Coming out of a rescue the only question I would have is what happens if she does not work out or I need to sell her for some reason? Some of these places want the horse BACK and no money. I worked alone when I did horse rescue because my intent from the outset was to buy, rehab and then resell the horse into a better situation. 

It can take hours and hours to get a horse nice and reliable and the thought of doing that and then not being able to move the horse along (and make a little money if I could) was not part of MY equation. 

She is built well enough for the effort. JMO.


----------



## .Delete. (Jan 7, 2008)

I agree with what has been said, she seems fussy about moving forward and the bit.
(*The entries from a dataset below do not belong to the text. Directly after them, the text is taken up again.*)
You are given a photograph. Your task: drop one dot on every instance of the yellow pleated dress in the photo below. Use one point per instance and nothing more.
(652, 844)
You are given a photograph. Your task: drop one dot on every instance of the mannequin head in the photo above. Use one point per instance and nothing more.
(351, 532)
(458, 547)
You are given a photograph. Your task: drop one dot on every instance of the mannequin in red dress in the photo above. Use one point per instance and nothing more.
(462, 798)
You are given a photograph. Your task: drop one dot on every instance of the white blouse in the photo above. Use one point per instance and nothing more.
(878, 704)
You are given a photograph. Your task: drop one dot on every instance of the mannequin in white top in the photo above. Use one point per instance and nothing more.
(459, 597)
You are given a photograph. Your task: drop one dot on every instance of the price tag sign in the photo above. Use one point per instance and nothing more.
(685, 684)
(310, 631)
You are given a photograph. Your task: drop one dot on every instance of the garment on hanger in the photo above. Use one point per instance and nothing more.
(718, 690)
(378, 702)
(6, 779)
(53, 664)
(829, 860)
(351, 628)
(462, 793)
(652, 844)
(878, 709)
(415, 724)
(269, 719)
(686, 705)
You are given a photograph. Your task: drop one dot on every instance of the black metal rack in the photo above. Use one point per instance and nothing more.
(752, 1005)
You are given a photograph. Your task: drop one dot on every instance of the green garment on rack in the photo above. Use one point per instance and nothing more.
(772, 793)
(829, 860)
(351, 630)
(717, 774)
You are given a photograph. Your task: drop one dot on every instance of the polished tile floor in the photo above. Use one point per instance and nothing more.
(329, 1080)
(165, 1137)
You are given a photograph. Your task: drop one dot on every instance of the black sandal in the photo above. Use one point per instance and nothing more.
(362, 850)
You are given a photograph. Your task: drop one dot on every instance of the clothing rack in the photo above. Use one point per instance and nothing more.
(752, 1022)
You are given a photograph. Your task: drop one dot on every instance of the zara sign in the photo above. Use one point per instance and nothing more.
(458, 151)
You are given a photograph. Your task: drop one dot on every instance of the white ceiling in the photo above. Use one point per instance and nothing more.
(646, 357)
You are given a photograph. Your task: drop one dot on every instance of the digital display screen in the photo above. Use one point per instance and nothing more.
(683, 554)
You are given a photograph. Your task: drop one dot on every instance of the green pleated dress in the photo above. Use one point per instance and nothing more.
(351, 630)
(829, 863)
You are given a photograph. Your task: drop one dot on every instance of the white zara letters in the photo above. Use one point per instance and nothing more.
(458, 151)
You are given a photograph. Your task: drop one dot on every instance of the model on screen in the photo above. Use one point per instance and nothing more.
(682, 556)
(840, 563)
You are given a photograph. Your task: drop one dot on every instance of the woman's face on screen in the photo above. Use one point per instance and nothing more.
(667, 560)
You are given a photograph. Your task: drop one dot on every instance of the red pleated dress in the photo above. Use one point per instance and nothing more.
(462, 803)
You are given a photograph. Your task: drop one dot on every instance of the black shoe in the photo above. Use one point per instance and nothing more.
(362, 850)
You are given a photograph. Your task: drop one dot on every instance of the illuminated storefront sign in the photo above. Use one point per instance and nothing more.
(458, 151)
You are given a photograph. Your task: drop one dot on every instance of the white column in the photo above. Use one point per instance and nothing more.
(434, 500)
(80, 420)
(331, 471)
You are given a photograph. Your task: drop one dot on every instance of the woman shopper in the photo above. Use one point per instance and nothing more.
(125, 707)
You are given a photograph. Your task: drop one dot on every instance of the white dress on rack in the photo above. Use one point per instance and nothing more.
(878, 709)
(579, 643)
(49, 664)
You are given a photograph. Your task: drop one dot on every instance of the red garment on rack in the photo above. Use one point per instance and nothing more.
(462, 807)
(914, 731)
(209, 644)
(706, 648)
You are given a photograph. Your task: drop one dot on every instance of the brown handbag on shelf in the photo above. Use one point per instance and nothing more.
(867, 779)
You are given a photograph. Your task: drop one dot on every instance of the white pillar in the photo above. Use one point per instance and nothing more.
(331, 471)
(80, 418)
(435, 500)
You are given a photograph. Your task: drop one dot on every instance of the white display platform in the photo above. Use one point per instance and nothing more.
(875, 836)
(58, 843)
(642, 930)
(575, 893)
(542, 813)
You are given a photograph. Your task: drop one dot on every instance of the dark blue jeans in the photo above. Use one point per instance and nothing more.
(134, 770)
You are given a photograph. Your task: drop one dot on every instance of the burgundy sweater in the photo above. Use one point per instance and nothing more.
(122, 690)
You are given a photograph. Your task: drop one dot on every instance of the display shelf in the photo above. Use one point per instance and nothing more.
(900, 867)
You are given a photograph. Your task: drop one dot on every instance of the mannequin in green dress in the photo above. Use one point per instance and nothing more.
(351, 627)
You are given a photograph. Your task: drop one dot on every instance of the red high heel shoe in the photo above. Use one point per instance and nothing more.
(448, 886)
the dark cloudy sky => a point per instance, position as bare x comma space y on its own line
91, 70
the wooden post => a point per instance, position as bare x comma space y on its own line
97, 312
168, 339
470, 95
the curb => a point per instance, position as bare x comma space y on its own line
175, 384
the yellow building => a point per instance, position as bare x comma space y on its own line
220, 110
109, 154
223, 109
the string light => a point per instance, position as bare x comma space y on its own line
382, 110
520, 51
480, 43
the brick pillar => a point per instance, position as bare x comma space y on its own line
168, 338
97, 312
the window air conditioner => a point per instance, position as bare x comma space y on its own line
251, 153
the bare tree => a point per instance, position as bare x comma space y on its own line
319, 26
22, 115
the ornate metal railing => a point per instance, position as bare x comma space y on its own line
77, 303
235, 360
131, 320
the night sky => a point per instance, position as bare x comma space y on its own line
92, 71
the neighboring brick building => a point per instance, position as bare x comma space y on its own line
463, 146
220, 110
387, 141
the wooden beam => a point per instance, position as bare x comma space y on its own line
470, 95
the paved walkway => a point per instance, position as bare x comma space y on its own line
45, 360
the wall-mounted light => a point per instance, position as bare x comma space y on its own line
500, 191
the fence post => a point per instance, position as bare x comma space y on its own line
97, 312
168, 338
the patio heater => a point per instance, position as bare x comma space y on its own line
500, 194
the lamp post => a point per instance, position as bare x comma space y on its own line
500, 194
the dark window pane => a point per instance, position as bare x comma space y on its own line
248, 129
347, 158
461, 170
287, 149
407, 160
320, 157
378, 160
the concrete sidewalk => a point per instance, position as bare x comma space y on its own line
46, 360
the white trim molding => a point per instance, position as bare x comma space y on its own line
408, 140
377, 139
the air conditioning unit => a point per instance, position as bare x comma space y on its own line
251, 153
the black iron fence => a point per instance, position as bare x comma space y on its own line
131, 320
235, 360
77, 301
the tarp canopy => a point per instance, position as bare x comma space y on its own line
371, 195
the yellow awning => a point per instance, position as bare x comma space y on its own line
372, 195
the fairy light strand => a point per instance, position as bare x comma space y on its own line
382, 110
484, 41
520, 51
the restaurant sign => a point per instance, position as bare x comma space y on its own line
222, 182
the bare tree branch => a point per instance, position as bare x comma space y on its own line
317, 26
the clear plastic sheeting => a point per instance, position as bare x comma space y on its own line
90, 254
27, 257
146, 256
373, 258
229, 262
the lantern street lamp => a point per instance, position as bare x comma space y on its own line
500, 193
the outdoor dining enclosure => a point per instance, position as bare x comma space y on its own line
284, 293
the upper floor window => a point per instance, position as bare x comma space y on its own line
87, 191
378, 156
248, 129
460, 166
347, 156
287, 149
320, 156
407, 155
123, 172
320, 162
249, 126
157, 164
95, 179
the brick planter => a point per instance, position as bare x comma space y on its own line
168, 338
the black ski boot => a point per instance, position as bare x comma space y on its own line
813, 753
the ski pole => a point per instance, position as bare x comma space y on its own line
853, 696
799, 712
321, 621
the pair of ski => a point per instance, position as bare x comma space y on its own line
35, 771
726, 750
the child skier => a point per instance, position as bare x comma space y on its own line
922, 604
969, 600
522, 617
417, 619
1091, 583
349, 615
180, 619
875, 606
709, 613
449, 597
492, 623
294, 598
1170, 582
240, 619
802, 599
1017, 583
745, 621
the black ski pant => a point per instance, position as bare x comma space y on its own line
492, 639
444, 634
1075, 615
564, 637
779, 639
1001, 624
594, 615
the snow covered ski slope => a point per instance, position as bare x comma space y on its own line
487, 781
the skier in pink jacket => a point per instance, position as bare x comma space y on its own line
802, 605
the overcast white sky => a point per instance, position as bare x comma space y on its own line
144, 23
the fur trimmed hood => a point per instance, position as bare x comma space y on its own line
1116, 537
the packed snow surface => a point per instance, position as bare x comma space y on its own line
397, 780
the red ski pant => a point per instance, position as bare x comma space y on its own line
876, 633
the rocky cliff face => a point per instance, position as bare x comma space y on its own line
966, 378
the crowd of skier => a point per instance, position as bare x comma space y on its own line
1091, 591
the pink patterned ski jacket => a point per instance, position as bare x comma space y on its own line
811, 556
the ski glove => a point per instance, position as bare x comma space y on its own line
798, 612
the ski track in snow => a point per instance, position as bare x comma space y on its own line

It might be a ill-fitting thing or a personality thing. To me, she looks like she could be bad minded.


----------



## blue eyed pony (Jun 20, 2011)

Oh jeeze that mare is in pain... The face says it all and she was NOT happy about that bit. That amount of chewing is not normal.


----------



## .Delete. (Jan 7, 2008)

blue eyed pony said:


> Oh jeeze that mare is in pain... The face says it all and she was NOT happy about that bit. That amount of chewing is not normal.


The horse i am currently breaking out now is very fussy with his mouth. It took about a month for me to teach him to give his chin. He is still very fussy an very mouthy. He is constantly chewing, but he is very mouthy even when he is by himself in his stall. He grinds his teeth and plays with his tongue. Some horses are just like that.


----------



## Endiku (Dec 6, 2010)

The second that I saw this mare, I thought 'Sour.' xD She looks like a 14.2hh, ridable version of my miniature! That 'I'll do it if I feel like it and its going to be because I feel like it not because you told me to' attitude is quite distinguishable. Still, I'd love to see her after a properly fitted saddle and perhaps a visit from the chiro. Her build is nice and she appears to have plenty of potential, if you could only convince her. If you're a bold rider who doesn't mind a 'fixer upper' horse, I'd say go try her out. I'm also seeing that she is _much_ better behaved/relaxed bareback, making me think that Wallaby is right. She may just bei uncomfortable.

As for the mouthiness, trying a different bit (perhaps a copper, sweetiron, or jointed snaffle?) may help a bit, but it will most likely just come with time. From what I understand she hasn't been ridden a lot, and is fairly green. It takes some horses longer to warm up to the idea of a bit than others. Sour is extremely mouthy, but it doesn't really interfere with her work, so I'm not bothered by it. We've tried six different bits (theres only so many choices in the mini world!) and she still chews, so I just fitted her the best I can so that she can't get her tounge over it, and we work from there.


----------